I just noticed that the last few posts have been about people, mostly. I don't think I'll write much about others tonight, for I have spent the day with no other company but Charlie and Max. And, well, they're technically not people, though I think of them as my family.
Anyway, it snowed again today. So far, we haven't had a big storm: It seems that we have an inch or two of snow every couple of days. So the snow and ice haven't totally disappeared at any time, at least not since I returned from seeing Mom and Dad. I can't believe it's been almost three weeks already.
I also can't believe that the course I'm teaching ends the day after tomorrow. Three weeks, and it's over. In a way, it's like taking a long plane trip and getting into conversations with people you've never met before and will probably never see again. You and they are 30,000 feet in the sky; they can no more see what your life on the ground is like any more than you can see theirs. So all you and they have, for that time on the plane, is that little bit of space and each other.
What I just described was especially true on my flights to and from Istanbul: ten hours going, eleven coming back. In that space of time, it seems, personae are born and invented. Sometimes people reveal aspects of themselves they might not to people they see every day; likewise, it seems that the cockpits of transoceanic jetliners are hothouses for flirtation, sometimes with people one would not meet, notice or acknowledge on the ground. (I first noticed this on when I went to Paris four years ago: my first trip abroad as Justine.) Maybe this all happens because, in that hermetically sealed faux-community, flights seem longer than they actually are.
In June of 2006, I taught another three-week course. And I felt that same sense of instant intimacy, if you will. But I realized that there was more to that class, and my relationships with the students in it, than that. Some of us shed tears on the last day of class; one student made a beautiful (I should be so beautiful!) drawing of me that everyone in the class signed. Several of us stay in touch with each others; I see others on campus from time to time.

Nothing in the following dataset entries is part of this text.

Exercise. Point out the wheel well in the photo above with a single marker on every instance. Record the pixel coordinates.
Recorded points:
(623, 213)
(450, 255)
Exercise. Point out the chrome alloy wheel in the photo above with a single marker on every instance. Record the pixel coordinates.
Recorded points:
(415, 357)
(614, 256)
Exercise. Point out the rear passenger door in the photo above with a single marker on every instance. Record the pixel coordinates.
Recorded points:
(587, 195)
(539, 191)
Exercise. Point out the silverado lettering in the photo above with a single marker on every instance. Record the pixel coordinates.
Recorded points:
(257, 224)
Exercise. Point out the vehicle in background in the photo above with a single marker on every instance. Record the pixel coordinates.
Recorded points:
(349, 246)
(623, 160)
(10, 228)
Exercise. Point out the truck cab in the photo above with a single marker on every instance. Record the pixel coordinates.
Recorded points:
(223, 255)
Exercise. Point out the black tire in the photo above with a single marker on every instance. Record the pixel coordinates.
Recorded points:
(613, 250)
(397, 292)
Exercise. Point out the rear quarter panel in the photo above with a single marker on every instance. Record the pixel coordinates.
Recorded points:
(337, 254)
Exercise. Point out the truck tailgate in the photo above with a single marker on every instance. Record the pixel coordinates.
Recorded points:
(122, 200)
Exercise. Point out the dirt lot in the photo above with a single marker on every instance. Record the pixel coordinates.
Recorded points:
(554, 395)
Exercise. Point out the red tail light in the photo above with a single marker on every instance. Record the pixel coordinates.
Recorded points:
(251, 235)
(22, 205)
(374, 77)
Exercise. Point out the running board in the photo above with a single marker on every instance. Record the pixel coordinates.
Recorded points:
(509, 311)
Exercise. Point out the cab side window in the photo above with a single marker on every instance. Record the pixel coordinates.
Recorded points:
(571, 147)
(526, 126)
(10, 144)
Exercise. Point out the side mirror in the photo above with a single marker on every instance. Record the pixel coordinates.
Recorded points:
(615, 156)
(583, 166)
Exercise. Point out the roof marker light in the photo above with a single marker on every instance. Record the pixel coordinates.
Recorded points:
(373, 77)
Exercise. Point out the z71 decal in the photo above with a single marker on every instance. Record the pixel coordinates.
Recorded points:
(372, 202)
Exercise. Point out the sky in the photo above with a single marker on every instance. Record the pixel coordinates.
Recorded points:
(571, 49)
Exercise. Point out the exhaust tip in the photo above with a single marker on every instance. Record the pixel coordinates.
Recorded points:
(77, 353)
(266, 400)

And so I'll be saying goodbye, again, to people I may well, and would want to, see again. Somehow it seems appropriate to experience that at a time when I'm meeting new people, both in person and on line, whom I never would've imagined meeting in my previous life. What's even more intriguing, to me, is how often I find people extending themselves to me. Have I suddenly developed wit, charm or charisma I never knew I had? Lately people have told me, unsolicited, that I possess all three qualities. It's odd: I don't feel like I'm doing anything special.
Anyway, one more thing to be said for today: It's Bush's last day in office. Tomorrow is Obama's first. I, like many other people, feel that almost anything has to be better than the outgoing administration. I really don't envy Obama: So much is expected from, or at least hoped for, him. And he's inheriting a mess.
Oh well. I'll watch the inaguration and see what Michelle is wearing. Maybe if I'm really lucky, I can find it in my size and on sale.